И это неожиданное «позвольте», произнесенное Грековым с возмущением оскорбленного человека, которого неуважительно затолкали в толпе чужими локтями, и эти перекосившиеся на его курточке «молнии», и этот горьковатый запах вельвета, и колеблющийся, как доказательство, в его пальцах тетрадный листок, косо исписанный фиолетовыми чернилами, вдруг со злым отчаянием стиснули что-то в Никите. И с мелькнувшим чувством страха от того, что сейчас сделает, он заговорил, ужасаясь тому, что говорит:
— Вы струсили и предали мать… а вы хотите, чтобы она вам все простила! Она в бессознании вам… Она уже не знала, что пишет, а вы думаете, что это доказательство. Вы думаете, я не знаю, что вы сделали с матерью… Вы ее предали… Вы ее никогда не любили, вы ненавидели ее!..
Он говорил и слышал дрожь своего голоса, ставшего незнакомым, обрывистым, ватным, чувствовал оглушительные удары крови в ушах, туманно видел искаженное, белым пятном отпрянувшее куда-то в белесую дымку лицо Грекова. Потом кто-то широкоплечий, маленький, с мотавшимися седыми волосами вскочил за столом, трясясь, прижав одну руку к груди, и пронзительно-голубые глаза ищуще метались на молочно-белом лице; и почему-то появилась палка, крепко зажатая в другой сухонькой руке этого человека, стучала в пол, и толкнулся оттуда, от стола, задушенный крик:
— Вон… вон из моего дома, мерзавец, молокосос! Я хотел, как родственнику… Вон сейчас же!..
— Ошиблись, — проговорил Никита. — Какой я вам родственник!
И, оттолкнув с пути кресло, пошел из кабинета по красно расплывшемуся цветными пятнами ковру, такому толстому и мягкому, что увязал в этой мягкости, как в густой пыли.
В дверях кабинета он на миг задержался. Возле портьеры, широко расставив ноги, засунув руки в карманы, вошедший на крик Валерий в упор, с изумленным прищуром глядел на Никиту, и Никита, резко отдернув портьеру, вышел из комнаты. Затем в полутьме коридора скользнула вдоль стены знакомая белая фигура Ольги Сергеевны, ее оголенная рука стискивала халат на груди, и вытянутое мраморное горло ее было напряжено, губы шептали исступленно:
— Боже мой… Он больной человек… Что вы там наделали?

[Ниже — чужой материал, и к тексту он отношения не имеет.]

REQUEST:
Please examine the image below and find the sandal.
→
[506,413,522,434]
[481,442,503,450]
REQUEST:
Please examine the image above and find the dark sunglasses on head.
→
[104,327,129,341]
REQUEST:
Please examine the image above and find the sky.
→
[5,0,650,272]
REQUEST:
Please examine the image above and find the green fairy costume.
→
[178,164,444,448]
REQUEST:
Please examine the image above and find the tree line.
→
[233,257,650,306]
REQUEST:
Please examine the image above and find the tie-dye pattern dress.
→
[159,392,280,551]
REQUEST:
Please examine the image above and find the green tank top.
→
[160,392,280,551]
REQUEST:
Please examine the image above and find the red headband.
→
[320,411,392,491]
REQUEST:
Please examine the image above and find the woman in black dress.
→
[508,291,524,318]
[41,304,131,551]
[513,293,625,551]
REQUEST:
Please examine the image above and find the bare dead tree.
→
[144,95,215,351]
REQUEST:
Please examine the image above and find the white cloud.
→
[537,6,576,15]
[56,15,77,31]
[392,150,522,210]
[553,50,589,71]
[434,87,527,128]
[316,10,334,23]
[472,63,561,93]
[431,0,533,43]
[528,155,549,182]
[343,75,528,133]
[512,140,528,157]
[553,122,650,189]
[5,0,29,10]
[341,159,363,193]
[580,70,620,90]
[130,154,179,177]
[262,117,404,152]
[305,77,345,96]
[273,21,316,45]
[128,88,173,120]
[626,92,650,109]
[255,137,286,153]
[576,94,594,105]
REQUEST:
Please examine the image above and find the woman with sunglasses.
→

— Он больной человек? — выговорил Никита, не в силах сдержать в себе бешеные толчки разрушения. — Идите спросите у него, кто он. Он, может быть, расскажет, кто он!..
— Я умоляю… Что?.. Что вы с ним сделали?
— Успокойтесь, Ольга Сергеевна!.. Он жив. Он еще всех переживет! А мать уже пережил!..
На ходу разрывая пачку сигарет, он прошел мимо нее по коридору к передней, где странно было видеть приготовленные на дачу чемоданы, ударом распахнул дверь на лестничную площадку и, не вызвав лифта, скачками ринулся по лестнице вниз.